While that may be true, those she hugged on this day were anything but strangers. They are members of the care team that a few months before helped her recover from a life-threatening illness.
It came out of the blue. One day in December 2015, Margie developed an earache. Soon, doctors told her she had meningitis. The Jackson County resident was hospitalized, unable to walk or breathe on her own. She was eventually admitted to Rockcastle Regional’s ventilator care unit in February 2016.
After an evaluation, Rockcastle’s multi-disciplinary care team placed her on an individualized weaning plan. During the next six weeks, they gradually freed her from the ventilator.
“They were so good to me from the first day,” she said of the Rockcastle team. “I took to them right away.”
She and her daughter give the staff credit.
For example, “Jeff (Tyree, physical therapy assistant) would encourage me a whole lot, even though I whined a little,” Margie recounted in her native New England accent.
“The care was excellent,” Linda said. “We were very impressed. The people were all amazing.”
But the staff gives the credit to Margie (indicating that if there was whining, it couldn’t have been much) and her family.
“Her family support was awesome,” said Judy Cromer, RN. “They visited often and were so encouraging. Margie’s positive attitude was really important for her recovery; we were amazed at how she never let herself get depressed.”
But Margie will let you in on a secret. It’s much easier to be positive when you’re confident of the direction you're headed.
“I got happy,” she recalled, “because I knew I was getting better.”
Of those patients deemed to have any chance of weaning upon admission to Rockcastle Regional, Margie was one of the 38 percent who do.

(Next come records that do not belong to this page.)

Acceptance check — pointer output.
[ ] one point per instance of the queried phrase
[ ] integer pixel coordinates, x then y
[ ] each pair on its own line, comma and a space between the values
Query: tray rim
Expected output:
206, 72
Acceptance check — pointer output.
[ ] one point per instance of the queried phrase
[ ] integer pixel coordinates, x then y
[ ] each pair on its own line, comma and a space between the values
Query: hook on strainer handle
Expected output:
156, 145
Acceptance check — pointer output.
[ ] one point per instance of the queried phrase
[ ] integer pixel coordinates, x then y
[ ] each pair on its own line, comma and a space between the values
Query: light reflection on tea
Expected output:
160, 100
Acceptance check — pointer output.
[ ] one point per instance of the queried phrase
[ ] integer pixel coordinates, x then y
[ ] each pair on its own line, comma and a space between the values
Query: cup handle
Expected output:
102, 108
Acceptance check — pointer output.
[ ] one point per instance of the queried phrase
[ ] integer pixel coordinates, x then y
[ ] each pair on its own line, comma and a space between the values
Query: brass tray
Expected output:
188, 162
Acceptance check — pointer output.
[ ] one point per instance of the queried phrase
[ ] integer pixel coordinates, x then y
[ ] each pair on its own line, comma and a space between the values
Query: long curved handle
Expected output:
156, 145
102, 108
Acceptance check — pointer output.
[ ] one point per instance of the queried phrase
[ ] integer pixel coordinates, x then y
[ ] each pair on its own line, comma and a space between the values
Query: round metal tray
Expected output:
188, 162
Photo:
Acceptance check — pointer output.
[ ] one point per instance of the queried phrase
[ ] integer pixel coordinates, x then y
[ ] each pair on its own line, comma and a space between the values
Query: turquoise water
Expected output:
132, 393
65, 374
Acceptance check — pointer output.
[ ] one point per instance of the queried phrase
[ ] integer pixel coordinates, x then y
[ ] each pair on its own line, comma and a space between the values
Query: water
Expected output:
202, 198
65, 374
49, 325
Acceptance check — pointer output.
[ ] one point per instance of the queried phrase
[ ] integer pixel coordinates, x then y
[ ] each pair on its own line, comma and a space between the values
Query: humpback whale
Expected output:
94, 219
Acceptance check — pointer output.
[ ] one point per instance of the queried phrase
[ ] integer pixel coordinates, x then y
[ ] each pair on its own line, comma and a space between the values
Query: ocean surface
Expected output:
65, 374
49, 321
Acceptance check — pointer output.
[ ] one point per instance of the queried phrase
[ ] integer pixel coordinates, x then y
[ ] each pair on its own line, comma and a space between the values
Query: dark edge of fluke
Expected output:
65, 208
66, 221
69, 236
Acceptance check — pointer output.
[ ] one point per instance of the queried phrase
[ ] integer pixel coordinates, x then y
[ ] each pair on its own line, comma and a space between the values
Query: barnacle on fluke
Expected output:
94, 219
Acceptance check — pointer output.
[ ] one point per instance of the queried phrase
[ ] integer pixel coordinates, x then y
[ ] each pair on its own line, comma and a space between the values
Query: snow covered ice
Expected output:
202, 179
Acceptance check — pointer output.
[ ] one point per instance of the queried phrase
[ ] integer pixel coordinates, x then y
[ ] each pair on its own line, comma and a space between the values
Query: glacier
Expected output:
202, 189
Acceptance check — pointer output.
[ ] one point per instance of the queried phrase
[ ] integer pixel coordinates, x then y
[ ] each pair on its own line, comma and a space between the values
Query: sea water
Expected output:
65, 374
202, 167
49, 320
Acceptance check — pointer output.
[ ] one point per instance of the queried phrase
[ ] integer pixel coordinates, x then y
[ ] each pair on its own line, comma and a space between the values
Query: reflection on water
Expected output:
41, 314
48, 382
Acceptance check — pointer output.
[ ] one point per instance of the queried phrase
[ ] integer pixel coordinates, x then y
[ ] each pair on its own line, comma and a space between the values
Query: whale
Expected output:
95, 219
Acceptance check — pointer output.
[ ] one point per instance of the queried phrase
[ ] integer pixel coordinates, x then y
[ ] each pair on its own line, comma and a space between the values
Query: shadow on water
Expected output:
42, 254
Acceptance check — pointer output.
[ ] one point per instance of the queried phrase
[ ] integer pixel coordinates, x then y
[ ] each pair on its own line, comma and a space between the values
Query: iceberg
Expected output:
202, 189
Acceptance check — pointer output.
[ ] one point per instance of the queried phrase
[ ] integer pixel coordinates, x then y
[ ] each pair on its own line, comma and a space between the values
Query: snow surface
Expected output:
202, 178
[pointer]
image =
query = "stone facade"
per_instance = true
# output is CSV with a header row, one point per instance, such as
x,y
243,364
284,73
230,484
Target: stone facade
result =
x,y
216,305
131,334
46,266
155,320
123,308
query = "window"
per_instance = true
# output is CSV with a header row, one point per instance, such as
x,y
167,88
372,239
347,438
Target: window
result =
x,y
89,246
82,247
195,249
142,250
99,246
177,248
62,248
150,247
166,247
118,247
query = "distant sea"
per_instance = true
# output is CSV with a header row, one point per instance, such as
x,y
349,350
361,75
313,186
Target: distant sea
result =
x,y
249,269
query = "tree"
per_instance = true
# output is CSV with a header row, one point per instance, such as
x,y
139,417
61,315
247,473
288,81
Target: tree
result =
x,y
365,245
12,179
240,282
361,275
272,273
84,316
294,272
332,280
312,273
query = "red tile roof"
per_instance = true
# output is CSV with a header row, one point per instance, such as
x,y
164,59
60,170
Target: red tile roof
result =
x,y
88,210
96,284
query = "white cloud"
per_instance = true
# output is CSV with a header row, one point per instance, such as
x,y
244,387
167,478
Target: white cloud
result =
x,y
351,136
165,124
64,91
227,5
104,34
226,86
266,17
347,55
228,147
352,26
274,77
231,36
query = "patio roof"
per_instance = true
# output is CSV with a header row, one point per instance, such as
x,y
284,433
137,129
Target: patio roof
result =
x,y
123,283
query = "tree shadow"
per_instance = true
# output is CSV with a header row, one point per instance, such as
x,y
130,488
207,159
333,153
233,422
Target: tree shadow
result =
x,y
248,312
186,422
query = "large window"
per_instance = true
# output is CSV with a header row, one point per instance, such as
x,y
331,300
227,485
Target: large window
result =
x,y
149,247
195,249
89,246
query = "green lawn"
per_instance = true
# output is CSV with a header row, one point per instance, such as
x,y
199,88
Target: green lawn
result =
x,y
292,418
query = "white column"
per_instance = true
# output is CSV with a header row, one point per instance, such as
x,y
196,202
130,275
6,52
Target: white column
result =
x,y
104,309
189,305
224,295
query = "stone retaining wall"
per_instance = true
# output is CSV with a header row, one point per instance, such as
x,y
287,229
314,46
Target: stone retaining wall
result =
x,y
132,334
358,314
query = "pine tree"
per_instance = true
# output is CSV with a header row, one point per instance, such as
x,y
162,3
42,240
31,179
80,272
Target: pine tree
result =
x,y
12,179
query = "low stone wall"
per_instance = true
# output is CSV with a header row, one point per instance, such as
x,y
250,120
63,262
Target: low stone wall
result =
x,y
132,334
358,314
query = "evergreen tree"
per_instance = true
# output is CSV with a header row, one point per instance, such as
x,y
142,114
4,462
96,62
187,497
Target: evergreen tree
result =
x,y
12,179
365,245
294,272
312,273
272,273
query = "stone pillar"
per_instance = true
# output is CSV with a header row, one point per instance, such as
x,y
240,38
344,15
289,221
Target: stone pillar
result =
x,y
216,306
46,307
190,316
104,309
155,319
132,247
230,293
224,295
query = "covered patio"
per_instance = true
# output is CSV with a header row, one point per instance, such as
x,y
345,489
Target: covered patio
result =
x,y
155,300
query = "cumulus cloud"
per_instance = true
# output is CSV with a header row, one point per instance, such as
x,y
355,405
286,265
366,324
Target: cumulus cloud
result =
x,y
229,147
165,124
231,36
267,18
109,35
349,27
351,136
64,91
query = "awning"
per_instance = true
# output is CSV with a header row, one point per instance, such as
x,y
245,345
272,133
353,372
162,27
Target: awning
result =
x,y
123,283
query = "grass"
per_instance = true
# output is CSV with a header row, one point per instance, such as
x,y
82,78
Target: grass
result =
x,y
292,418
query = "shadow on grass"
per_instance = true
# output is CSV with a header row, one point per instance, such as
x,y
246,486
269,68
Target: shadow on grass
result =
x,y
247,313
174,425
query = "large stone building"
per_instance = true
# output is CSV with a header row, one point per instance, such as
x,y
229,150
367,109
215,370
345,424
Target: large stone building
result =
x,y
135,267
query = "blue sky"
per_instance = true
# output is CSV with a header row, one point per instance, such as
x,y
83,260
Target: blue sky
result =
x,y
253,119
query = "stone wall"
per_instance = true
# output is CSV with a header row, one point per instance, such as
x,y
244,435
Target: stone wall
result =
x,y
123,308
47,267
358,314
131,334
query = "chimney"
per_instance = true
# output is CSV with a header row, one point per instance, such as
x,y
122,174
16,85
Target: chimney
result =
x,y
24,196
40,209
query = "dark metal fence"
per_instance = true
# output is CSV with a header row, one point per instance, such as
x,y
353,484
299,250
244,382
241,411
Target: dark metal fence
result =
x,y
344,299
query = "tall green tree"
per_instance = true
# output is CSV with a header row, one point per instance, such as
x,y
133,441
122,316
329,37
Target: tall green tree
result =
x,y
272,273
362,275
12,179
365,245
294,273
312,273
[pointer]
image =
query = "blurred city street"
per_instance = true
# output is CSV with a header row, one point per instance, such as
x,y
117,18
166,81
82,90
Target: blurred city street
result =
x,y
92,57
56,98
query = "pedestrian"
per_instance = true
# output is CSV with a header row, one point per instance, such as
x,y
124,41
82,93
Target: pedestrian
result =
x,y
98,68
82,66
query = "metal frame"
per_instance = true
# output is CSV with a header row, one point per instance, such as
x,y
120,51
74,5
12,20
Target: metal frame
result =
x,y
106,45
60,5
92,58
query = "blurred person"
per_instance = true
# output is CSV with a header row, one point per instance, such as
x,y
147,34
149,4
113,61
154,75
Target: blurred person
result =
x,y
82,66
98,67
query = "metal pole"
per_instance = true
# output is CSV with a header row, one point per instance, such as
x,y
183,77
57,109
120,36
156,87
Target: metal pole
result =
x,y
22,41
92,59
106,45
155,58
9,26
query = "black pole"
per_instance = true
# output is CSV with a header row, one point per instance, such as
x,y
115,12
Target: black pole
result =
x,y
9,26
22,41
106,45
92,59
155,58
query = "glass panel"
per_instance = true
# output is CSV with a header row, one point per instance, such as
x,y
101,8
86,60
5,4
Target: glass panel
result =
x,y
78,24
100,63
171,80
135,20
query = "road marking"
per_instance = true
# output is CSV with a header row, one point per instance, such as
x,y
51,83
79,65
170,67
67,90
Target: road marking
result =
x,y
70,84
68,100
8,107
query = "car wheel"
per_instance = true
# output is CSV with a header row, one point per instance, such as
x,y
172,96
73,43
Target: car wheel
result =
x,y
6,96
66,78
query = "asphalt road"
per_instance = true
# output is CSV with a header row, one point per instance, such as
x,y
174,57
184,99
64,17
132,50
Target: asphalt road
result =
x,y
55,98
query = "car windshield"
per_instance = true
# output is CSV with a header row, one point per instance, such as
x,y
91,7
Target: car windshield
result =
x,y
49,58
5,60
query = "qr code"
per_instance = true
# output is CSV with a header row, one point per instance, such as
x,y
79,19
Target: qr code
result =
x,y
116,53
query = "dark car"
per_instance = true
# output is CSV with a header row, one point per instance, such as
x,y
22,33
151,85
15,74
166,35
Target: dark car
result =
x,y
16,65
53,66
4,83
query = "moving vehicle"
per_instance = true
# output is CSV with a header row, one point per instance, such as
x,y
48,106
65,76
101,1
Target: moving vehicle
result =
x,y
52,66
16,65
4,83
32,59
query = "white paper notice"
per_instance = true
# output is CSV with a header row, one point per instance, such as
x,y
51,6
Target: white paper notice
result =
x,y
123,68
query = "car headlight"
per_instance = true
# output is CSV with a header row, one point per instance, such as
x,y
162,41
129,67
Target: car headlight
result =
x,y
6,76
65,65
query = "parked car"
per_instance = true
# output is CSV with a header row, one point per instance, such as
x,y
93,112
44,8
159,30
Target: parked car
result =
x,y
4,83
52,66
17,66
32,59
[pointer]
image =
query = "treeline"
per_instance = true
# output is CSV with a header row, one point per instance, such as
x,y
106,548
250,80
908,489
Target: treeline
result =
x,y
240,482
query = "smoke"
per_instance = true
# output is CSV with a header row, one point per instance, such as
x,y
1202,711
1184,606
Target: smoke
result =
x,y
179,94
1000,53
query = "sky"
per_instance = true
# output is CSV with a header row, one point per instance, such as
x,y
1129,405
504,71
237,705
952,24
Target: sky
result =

“Weaning is the goal,” said Jeff Smithern, director of respiratory therapy. “That’s what we’re always striving for.”
Since being discharged in April, Margie has fully recovered except for partial hearing loss. She pushes her own grocery cart and does housework.
She even went to the beach this summer with her family.
Asked to describe her mother, Linda said, “She is energetic, thoughtful, caring and happy.”
Now, Linda could also add, “healthy.”